La véritable explosion que connaît le Plateau depuis une trentaine d’années est remarquable. La croissance depuis les années 1980 a été phénoménale et a entraîné un brassage de population. La mixité sociale revient, créant cependant de nouvelles inquiétudes. Le phénomène de gentrification amène de nouveaux résidants, mais comme partout, il s’accompagne d’un délogement des anciens habitants qui ne trouvent plus à se loger. Toutefois, la structuration sociale du Plateau semble connaître un certain équilibre. Par ailleurs, il y a un profond changement : les habitants ne se voient plus comme des paroissiens, mais comme des citoyens et la politique urbaine permet une certaine marge de manœuvre. De plus, la présence d’un certain idéal de vie urbaine, une nouvelle volonté de vivre en ville, voire une nouvelle manière de vivre en ville et de vivre la ville, signale un changement de perspective. La représentation sociale de l’espace change également et la montée de la patrimonialisation entraîne une recherche et une revalorisation (avec un risque de survalorisation parfois?) des marqueurs identitaires historiques ainsi qu’une mise en valeur des éléments du cadre bâti.

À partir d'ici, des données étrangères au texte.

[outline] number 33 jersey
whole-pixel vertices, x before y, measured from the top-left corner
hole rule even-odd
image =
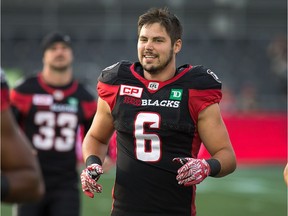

Enfin, un mot sur le territoire et ses composantes. Du petit Plateau au grand Plateau ? De nombreux observateurs ont noté les différences de perceptions des habitants du Plateau. Partie centrale ou les marges ? Statut des composantes ? Le Mile End ? Les annexes et autres «adjacents», issus de l’imagination des agents immobiliers… Sur ce plan, les limites administratives n’ont pas toujours recoupé les territoires perçus somme domestiques. La liste des découpages administratifs est éloquente. Un historien (Pierre-Yves Saulnier, 1994) a proposé d’utiliser le vieux concept de «marches» pour qualifier les frontières des quartiers [région-frontalière/ espace tampon]. Je trouve que c’est heureux et rend compte du caractère imbriqué des frontières de territoires vécus et perçus.

Conclusion

L’identité est un phénomène inscrit dans la contemporanéité ; il est l’œuvre en grande partie des riverains du temps et de l’espace… L’identité demeure une construction basée sur les acquis historiques, tel que perçus, idéalisés et avalisés… Mais les identités ne sont pas immortelles ; elles peuvent bien ne durer que l’espace d’une ou deux générations. Après, il faudra reconstruire. Nous sommes actuellement dans une période où sévit le «branding», qui cherche à fabriquer des signatures territoriales dans la ville pour en mettre en valeur, en fait en survaleur, une partie. Toutefois, au-delà de ce risque, l’essor de la patrimonialisation laissera des traces qui serviront d’ancrage à l’identité.